A special committee of the board of directors at 51Job.com, the Chinese recruitment marketplace, is considering a new offer to take the company private that reduces the previous offer by about 28% to $3.9 billion.

The company Wednesday announced the reduction in the original offer of $5.7 billion, which was made last June. 51Job is traded on Nasdaq under the symbol JOBS. It’s been trading in a range of $78 last July to $43 this week; the new going-private offer is for $57.25 per share in cash, or still about 25% higher than 51Job’s close in New York on Tuesday.

“Recruit Holdings Co., the Japanese firm that ranks as 51Job’s largest shareholder, could … boost its holding from the earlier plan,” Bloomberg reported, quoting sources. Bloomberg said Rick Yan, the co-founder and CEO of 51Job, “will be taking a bigger stake in the company compared with the previous deal structure.”

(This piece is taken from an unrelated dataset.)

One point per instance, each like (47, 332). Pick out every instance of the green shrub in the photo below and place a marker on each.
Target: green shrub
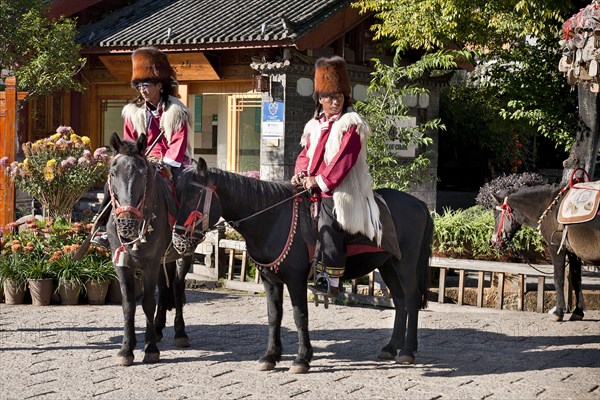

The other investors included in the consortium seeking to take 51Job private include DCP Capital Partners and Ocean Link Partners. Ocean Link also participated in an investment group that bought out the public shares of 58.com — China’s largest classified business — in September 2020 in an $8.7 billion transaction.

In November, 51Job announced that its going-private deal was delayed because of “consultation(s) with Chinese regulators on recent regulatory changes” and “a clear timeline to its completion cannot be provided at this time.”